The Philippines showcased its own public-private partnership (PPP) program at an assembly of Asia Pacific Economic Cooperation (APEC) experts in Tagaytay City.

 

It is considered to be one of the successful models in the region.

 

“PPPs are complex. It requires the strong support of the leaders and movers in the government, especially the buy in of both the oversight and implementing agencies,” Cosette Canilao, executive director of the Philippines’ PPP Center, said during the APEC PPP Experts Advisory Council Meeting.

 

“It is also imperative to have a strong PPP unit that will facilitate, monitor, and act as catalyst to fast-track the implementation of PPP projects. This is the role mandated to the PPP Center,” Canilao added.

 

PPP is an initiative whereby the private sector is selected to invest in public projects or programs with the aim of fulfill the investment gap.

 

“Cognizant of the importance of maintaining the private sector’s keen interest and support for the program, the Center worked on formulating and adopting key policies that addressed the weaknesses under the current legal framework,” Canilao said.

 

“We have established the inclusion of the Contingent Liability Fund in the annual General Appropriations Act. Most importantly, we are pushing for the enactment of the PPP Act (amendments to the BOT Law) which will institutionalize the reforms we have put in place and further strengthen the legal framework of our proven and tested processes,” she said.

 

The proposed amendments to the BOT (Build Operate Transfer) Law also include, among others, institutionalization of the Project Development and Monitoring Facility (PDMF), PPP Governing Board and the PPP Center, prohibition of issuance of Temporary Restraining Orders and preliminary injunction of the lower courts, and extending the challenge period for unsolicited projects.

 

“Infrastructure is one of critical ingredients in sustaining the growth not only for the Philippines but also for any other APEC economies. Hence, pushing for more infrastructure development via PPP and leveraging on the efficiency and expertise of the private sector is something that can give us value for money, benefit the public as well as the economy,” Canilao said.

 

The awarded PPP projects and those in the pipeline are expected to help the Philippines remain on a high-growth trajectory over the medium term to long-term.

 

Given the milestones related to public-private partnership in the Philippines, Partnerships UK recognized the PPP Center as the Best Central/Regional Government PPP Promoter during the 2014 Partnerships Awards.

 

Meanwhile, at the next National Economic Development Agency (NEDA) Board meeting, the PPP Center will push two projects.

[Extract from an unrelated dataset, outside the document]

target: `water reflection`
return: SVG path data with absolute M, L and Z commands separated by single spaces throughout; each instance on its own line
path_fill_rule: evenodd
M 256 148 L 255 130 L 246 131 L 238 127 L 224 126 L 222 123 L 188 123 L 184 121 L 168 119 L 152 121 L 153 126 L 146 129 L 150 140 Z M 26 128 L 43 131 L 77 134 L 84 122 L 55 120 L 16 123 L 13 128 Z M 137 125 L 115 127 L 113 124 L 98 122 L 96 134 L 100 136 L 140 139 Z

“In the NEDA Board meeting on the 24th or 25th, we have 2 PPP projects in our agenda – the Mass Transit System Loop, the first subway that will connect Bonifacio Global City, Makati, and Pasay area, and the other one is the Motor Vehicle Inspection System. For both projects the implementing agency will be the Department of Transportation and Communication (DOTC).”

 

The estimated cost of the Mass Transit System Loop is $8.4 Billion (P370.4 billion) and for the Motor Vehicle Inspection System the estimated cost is $429 million (P19.3 billion).

 

The meeting was intended to endorse the PPP model and focus its benefits in helping hasten investments and growth.

 

At the meeting, delegates agreed that APEC member-economies should constantly share their respective knowledge on PPP. One proposal was for APEC members to have a PPP knowledge portal that is accessible to all of them.